An exclusive report in @NYTMag by @DraperRobert. nyti.ms/3igQepC
In 2019, a highly classified document reported that Russia wanted Trump to win the 2020 election. Intelligence officials told @NYTMag that this key assessment, which officials knew would anger Trump, was changed. nyti.ms/3igQepC
.@DraperRobert spoke to 40 current and former intelligence officials, lawmakers and congressional staff, including 15 people who worked in or closely with the intelligence community during Trump’s presidency. nyti.ms/3igQepC
Under Trump, intelligence officials have been placed in the unusual position of being pressured to justify the importance of their work, protect their colleagues from political retribution and demonstrate fealty to a president, @DraperRobert reports.
On his first full day in office, President Trump addressed an audience of agency employees at CIA headquarters, where he bragged about his inauguration speech and questioned the judgment of whoever had chosen to put so many columns in the lobby. Agency veterans were furious.

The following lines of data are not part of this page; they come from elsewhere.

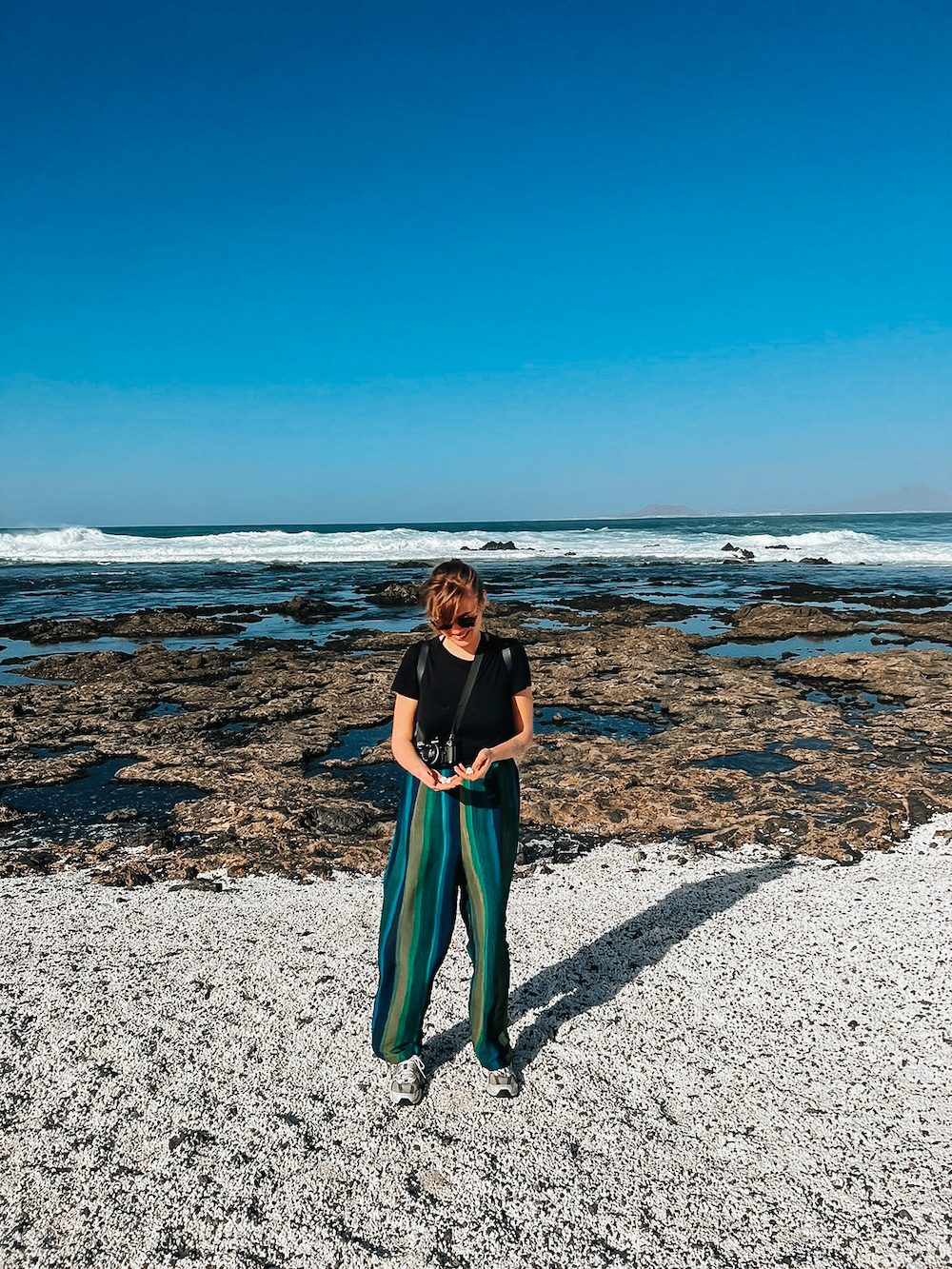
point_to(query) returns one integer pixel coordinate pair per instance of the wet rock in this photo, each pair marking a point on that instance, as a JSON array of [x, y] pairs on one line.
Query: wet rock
[[859, 784], [395, 594], [780, 621], [922, 806], [305, 609]]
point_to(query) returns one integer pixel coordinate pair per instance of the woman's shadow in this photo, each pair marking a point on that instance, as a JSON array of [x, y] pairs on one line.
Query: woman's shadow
[[598, 971]]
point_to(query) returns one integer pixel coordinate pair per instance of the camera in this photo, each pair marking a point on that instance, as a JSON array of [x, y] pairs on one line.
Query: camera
[[438, 753]]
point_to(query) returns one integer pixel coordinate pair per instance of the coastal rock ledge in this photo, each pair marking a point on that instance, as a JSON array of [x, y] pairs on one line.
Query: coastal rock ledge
[[830, 755]]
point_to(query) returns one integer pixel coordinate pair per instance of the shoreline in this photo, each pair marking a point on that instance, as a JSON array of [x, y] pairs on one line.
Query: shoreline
[[739, 1059], [647, 731]]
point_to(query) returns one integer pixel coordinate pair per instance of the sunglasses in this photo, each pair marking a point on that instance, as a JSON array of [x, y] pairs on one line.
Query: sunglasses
[[465, 621]]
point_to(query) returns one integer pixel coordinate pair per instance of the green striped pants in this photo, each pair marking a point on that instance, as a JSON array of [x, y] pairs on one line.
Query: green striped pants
[[461, 843]]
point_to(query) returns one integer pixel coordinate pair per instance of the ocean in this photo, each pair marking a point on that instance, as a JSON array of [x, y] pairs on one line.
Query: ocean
[[101, 571]]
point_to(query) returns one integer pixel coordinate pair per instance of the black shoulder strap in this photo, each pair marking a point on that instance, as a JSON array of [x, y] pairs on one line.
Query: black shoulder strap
[[467, 689], [422, 656], [422, 663]]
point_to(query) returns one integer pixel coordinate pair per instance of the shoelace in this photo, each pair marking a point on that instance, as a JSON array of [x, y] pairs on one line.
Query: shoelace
[[409, 1071]]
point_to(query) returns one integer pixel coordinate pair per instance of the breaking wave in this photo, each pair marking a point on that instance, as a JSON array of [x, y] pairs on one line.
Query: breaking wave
[[688, 542]]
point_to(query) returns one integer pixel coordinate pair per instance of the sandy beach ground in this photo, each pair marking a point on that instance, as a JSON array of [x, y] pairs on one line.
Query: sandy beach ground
[[741, 1061]]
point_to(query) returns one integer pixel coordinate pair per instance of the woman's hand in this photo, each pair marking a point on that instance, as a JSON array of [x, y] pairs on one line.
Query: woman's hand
[[441, 783], [484, 761]]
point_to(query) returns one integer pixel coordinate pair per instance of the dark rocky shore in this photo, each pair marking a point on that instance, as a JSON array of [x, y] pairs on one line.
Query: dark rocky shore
[[249, 758]]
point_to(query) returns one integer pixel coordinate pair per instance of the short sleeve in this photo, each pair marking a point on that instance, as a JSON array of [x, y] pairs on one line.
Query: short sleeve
[[406, 683], [521, 677]]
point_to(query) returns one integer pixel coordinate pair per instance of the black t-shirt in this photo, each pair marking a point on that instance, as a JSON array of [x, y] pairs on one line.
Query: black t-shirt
[[489, 716]]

One former senior administration official told @DraperRobert that President Trump would “show off about some of the stuff he thought was cool — the capabilities of different weapons systems,” to billionaires.
Jared Kushner's role in the administration also created unease within the intelligence community. A former senior administration official recalled that Kushner “would have the Chinese ambassador and his minions wandering around the West Wing unescorted.”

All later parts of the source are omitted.